There is no treatment for antiphospholipid syndrome, but the chance of blood clots will be minimized with medicine.


There are three distinct entities of the APS disease:

  • If there is a pre-existing autoimmune disease, systemic lupus erythematosus is most often present.
  • A simultaneous multi-organ failure and obstruction of small vessels.
  • The absence of any simultaneous existing diseases is also a type of APS.

If you have unexplained nasal or gum bleeding, an extremely severe menstrual period, diarrhea that has a bright red tinge or looks like ground coffee, dark or bright red stool, and unexplained stomach discomfort, contact your doctor immediately.


Common symptoms of antiphospholipid syndrome:

  • Repeated miscarriages or stillbirths
  • Stroke
  • Blood clots in your legs 
  • Transient ischemic attack 
  • Rash

Less common symptoms of antiphospholipid syndrome:


Your doctor should arrange blood testing to monitor for unusual clotting and for the existence of antibodies to phospholipids if you’ve ever had episodes of blood clots or miscarriage that are not explained by established health conditions. 

Antibodies that manifest in the blood at least twice support a diagnosis of antiphospholipid syndrome in examinations administered 12 or more weeks apart. 

Diagnosis of antiphospholipid syndrome is only made when these antibodies start to cause health issues. You may have antiphospholipid antibodies, and any signs or symptoms may never occur. 
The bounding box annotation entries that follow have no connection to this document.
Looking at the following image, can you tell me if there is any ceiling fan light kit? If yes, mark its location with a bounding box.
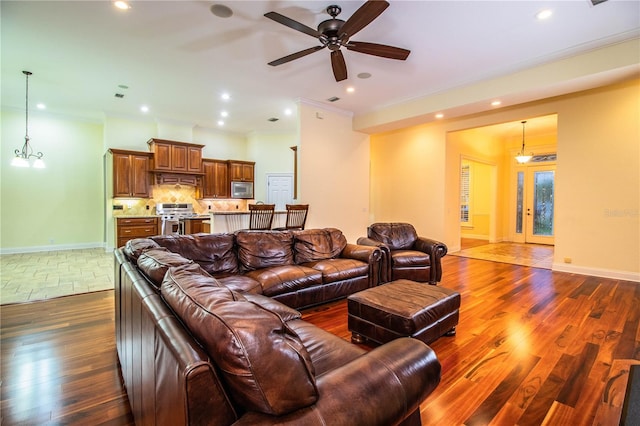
[264,0,411,81]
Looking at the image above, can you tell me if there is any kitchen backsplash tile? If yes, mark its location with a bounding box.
[113,185,247,217]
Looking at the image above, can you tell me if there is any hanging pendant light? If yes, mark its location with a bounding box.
[516,121,533,164]
[11,71,45,169]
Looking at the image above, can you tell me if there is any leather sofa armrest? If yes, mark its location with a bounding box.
[340,244,381,263]
[357,237,391,284]
[340,244,382,287]
[413,237,447,284]
[234,337,441,426]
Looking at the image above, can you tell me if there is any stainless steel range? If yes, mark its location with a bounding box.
[156,203,198,235]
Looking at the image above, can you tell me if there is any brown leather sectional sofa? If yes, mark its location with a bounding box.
[115,229,440,425]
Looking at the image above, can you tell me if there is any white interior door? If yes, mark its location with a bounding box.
[267,173,293,210]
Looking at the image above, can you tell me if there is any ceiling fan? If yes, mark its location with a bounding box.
[264,0,411,81]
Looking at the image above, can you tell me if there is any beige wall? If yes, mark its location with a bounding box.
[298,103,369,242]
[371,80,640,280]
[247,132,298,202]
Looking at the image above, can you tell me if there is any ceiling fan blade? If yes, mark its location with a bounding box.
[340,0,389,38]
[345,41,411,61]
[264,12,322,38]
[331,50,347,81]
[269,46,324,67]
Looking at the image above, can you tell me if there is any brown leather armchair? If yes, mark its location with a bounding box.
[358,223,447,285]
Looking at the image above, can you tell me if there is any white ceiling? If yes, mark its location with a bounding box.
[0,0,640,133]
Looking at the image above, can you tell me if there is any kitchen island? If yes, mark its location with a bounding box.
[210,210,287,234]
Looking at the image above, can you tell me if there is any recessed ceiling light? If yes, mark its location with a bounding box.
[536,9,553,21]
[113,0,131,10]
[210,4,233,18]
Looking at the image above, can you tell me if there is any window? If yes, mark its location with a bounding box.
[460,162,471,226]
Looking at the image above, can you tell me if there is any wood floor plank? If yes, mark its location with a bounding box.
[0,256,640,426]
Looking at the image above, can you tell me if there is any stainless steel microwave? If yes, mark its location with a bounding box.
[231,181,253,198]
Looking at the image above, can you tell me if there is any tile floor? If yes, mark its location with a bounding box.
[450,242,554,269]
[0,248,114,305]
[0,243,553,305]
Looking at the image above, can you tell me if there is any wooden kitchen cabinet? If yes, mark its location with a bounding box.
[116,217,160,247]
[109,149,151,198]
[229,160,256,182]
[199,159,230,198]
[147,139,204,174]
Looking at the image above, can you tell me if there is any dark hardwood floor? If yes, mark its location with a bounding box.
[0,256,640,425]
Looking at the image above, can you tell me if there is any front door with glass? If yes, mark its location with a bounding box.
[515,165,555,244]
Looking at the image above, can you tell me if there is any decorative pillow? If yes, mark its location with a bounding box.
[124,238,160,262]
[161,262,318,415]
[138,247,193,287]
[236,231,293,271]
[293,228,347,264]
[151,234,238,274]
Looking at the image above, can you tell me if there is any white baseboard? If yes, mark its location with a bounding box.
[460,234,489,241]
[0,243,105,254]
[551,262,640,283]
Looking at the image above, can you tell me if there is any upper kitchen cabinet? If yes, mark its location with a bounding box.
[147,139,204,174]
[200,159,229,198]
[109,149,151,198]
[229,160,256,182]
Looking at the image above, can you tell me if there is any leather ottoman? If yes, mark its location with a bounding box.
[347,280,460,344]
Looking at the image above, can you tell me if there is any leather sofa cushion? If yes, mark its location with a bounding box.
[161,262,318,415]
[367,223,418,250]
[138,247,193,288]
[215,275,262,294]
[151,234,238,275]
[303,259,369,284]
[293,228,347,264]
[243,294,302,322]
[246,265,322,296]
[124,238,160,262]
[236,231,293,271]
[391,250,431,268]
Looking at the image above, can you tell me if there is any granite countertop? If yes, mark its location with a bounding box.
[113,214,160,219]
[211,210,286,215]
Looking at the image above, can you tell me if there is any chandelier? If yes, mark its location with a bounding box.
[11,71,45,169]
[516,121,533,164]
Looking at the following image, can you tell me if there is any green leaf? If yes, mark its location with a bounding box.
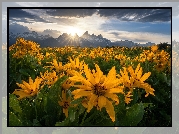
[19,69,30,76]
[9,112,22,126]
[71,98,83,105]
[119,103,144,126]
[9,94,22,113]
[55,118,70,126]
[33,119,42,126]
[2,97,7,114]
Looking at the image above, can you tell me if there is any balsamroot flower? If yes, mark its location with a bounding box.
[69,64,124,122]
[13,77,42,99]
[120,63,155,97]
[58,90,71,118]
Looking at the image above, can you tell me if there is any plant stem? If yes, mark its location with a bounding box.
[80,111,87,126]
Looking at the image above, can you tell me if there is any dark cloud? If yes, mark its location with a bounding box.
[9,23,30,34]
[109,32,120,37]
[9,9,52,23]
[46,9,97,17]
[98,9,171,22]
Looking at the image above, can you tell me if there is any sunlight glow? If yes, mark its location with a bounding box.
[67,27,80,36]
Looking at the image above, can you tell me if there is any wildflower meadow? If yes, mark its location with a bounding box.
[8,38,172,127]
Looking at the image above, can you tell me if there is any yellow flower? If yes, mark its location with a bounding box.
[151,45,158,52]
[125,91,133,104]
[13,77,42,99]
[58,90,71,118]
[69,64,123,122]
[40,70,58,87]
[46,59,63,73]
[128,63,155,97]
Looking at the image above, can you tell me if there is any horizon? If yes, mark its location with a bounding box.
[9,8,171,44]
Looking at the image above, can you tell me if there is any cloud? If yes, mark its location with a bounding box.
[9,23,30,34]
[105,30,171,43]
[9,9,51,23]
[98,9,171,22]
[38,29,62,38]
[46,9,97,17]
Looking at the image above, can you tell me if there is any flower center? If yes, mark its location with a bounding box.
[93,83,107,96]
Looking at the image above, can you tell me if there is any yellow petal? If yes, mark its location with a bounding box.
[22,81,30,89]
[140,72,151,82]
[107,66,116,80]
[105,93,119,104]
[106,100,115,122]
[98,96,106,110]
[29,77,33,85]
[12,89,31,99]
[135,63,140,74]
[137,68,142,79]
[109,86,124,93]
[84,65,95,85]
[95,64,103,83]
[87,94,97,113]
[74,91,91,99]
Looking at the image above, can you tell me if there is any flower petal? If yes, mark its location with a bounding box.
[140,72,151,82]
[106,99,115,122]
[98,96,106,110]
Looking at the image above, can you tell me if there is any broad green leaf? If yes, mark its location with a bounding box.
[9,94,22,113]
[9,112,23,126]
[119,103,144,126]
[55,118,70,126]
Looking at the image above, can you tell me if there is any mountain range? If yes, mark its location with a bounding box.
[9,31,155,47]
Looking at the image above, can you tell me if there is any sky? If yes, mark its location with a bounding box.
[2,2,179,43]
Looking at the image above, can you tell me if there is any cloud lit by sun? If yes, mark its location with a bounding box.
[67,27,81,36]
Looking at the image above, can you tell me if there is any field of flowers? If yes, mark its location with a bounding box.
[8,38,172,126]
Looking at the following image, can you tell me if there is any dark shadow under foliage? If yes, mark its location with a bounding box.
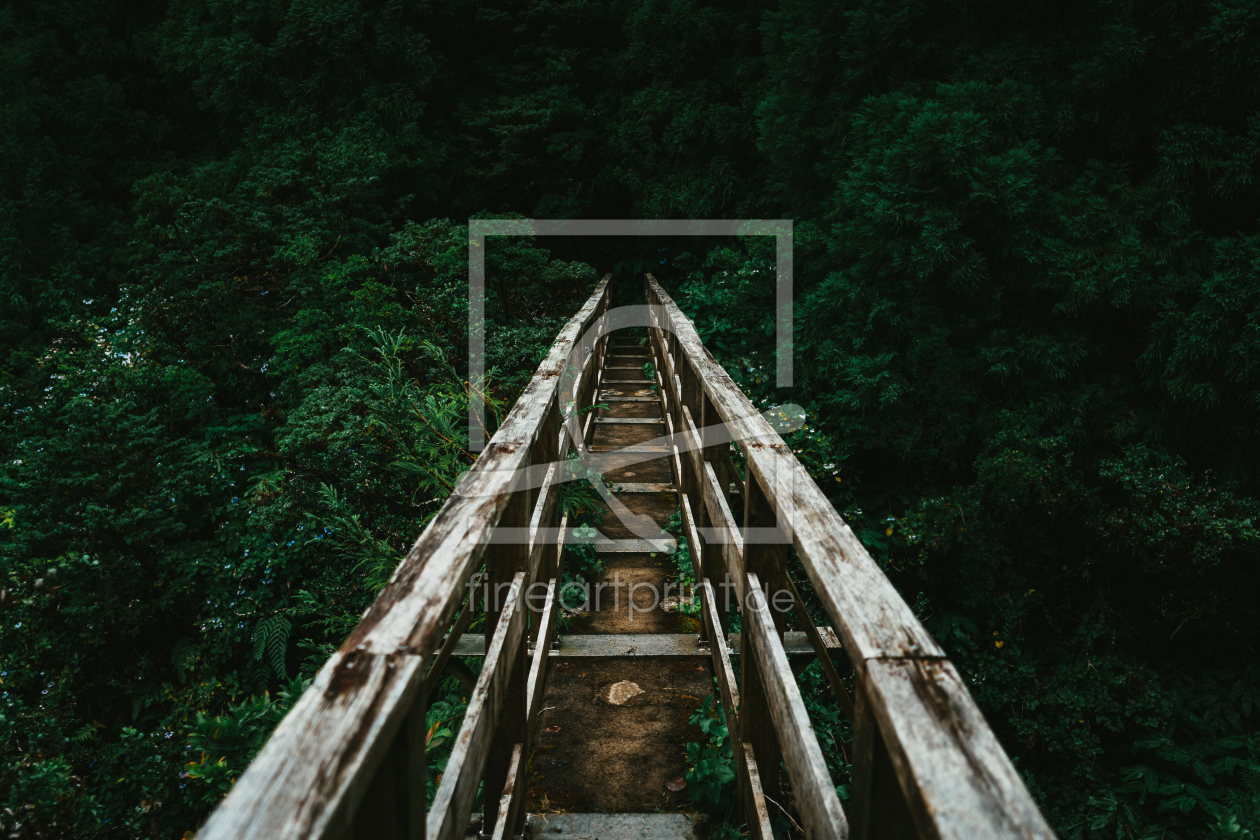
[0,0,1260,839]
If you have blood clots, medications should include a mixture of blood-thinning drugs. Heparin is quick-acting and is administered by injections. On the other hand, tablet form of Warfarin takes several days to take action; so is Aspirin, but some are fast-acting. 

You have an elevated chance of bleeding when you are taking blood thinners. Your doctor will monitor your dosage with blood testing and make sure that your blood is properly clotted to avoid bleeding from wounds or bleeding from a bruise under the skin.